Now, on December 22nd, I had another problem. Try as I might, I couldn't get the angel wings straightened on my little girl's costume.
"Put it on again, Kris. Let Mama see what she needs to do."
Happily Kris put on her costume and slipped her halo over her shining blonde hair. The left wing tilted toward the floor.
"Can I practice my song while you fix me, Mama?"
"I suppose so," I sighed. "Just don't wiggle."
Her back to me, she began singing in her thin, childish voice,
Oh, come all ye hateful,
Joy, Phil and their trumpet,
Oh come ye, oh come ye to Bethlehem...
My hands stilled. Unexpected tears spilled from my eyes, ran down my face, and splashed on the glittering wings.
Oh come all ye hateful. ... That was me all right. No wonder Christmas hadn't been the same. I hadn't gone to Bethlehem.
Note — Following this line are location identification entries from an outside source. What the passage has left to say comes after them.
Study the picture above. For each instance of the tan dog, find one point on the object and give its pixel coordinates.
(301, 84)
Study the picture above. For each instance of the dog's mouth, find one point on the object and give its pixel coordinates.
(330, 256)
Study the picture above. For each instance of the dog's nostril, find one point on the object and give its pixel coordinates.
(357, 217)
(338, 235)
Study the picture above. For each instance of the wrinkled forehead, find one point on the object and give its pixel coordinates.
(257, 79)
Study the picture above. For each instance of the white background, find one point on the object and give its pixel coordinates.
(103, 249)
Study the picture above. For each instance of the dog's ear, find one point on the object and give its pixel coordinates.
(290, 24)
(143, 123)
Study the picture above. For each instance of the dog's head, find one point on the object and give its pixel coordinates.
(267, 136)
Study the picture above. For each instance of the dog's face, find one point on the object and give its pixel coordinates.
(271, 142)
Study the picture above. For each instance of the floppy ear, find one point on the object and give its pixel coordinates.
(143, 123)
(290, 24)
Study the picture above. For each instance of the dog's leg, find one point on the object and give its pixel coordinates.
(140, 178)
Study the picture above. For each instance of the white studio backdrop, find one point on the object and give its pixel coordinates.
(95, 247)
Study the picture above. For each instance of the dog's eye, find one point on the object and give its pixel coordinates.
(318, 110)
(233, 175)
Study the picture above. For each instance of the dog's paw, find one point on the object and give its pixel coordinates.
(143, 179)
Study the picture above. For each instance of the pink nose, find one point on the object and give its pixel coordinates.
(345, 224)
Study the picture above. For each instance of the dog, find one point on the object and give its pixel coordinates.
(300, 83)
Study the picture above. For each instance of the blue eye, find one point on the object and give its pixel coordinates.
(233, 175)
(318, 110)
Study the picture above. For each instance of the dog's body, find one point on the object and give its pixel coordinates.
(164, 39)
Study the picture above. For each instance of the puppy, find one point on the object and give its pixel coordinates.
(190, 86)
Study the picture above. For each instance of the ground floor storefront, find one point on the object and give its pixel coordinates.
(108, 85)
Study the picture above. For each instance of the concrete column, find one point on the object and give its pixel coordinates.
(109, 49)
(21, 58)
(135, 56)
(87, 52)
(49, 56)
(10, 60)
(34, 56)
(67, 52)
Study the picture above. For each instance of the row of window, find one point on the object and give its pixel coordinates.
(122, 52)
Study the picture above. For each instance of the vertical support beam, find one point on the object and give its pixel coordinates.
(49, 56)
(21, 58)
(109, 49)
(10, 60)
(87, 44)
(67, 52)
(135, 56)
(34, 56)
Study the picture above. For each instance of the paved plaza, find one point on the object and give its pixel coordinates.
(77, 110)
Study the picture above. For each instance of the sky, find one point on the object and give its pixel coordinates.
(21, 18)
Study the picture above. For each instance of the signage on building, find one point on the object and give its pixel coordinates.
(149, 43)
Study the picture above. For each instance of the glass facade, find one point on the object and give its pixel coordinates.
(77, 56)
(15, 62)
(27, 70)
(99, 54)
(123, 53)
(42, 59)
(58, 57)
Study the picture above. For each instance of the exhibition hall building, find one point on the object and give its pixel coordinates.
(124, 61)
Not once during the entire holiday season had I paused to reflect on the miracle in the manger. My early-morning quiet times, usually devoted to Scripture reading and prayer, had been filled with extra baking, wrapping, and sewing.
Kris wiggled around to face me. "Are you crying because I sang too bootiful?"
"Yes, baby, because it was so beautiful, just like you ... and like Christmas.”
I gave her a big hug and silently vowed that the rest of Christmas would be beautiful, because I would take my hateful spirit to Bethlehem.
I smiled again. Joy, Phil and their trumpet--we'd all go to receive the eternal gift.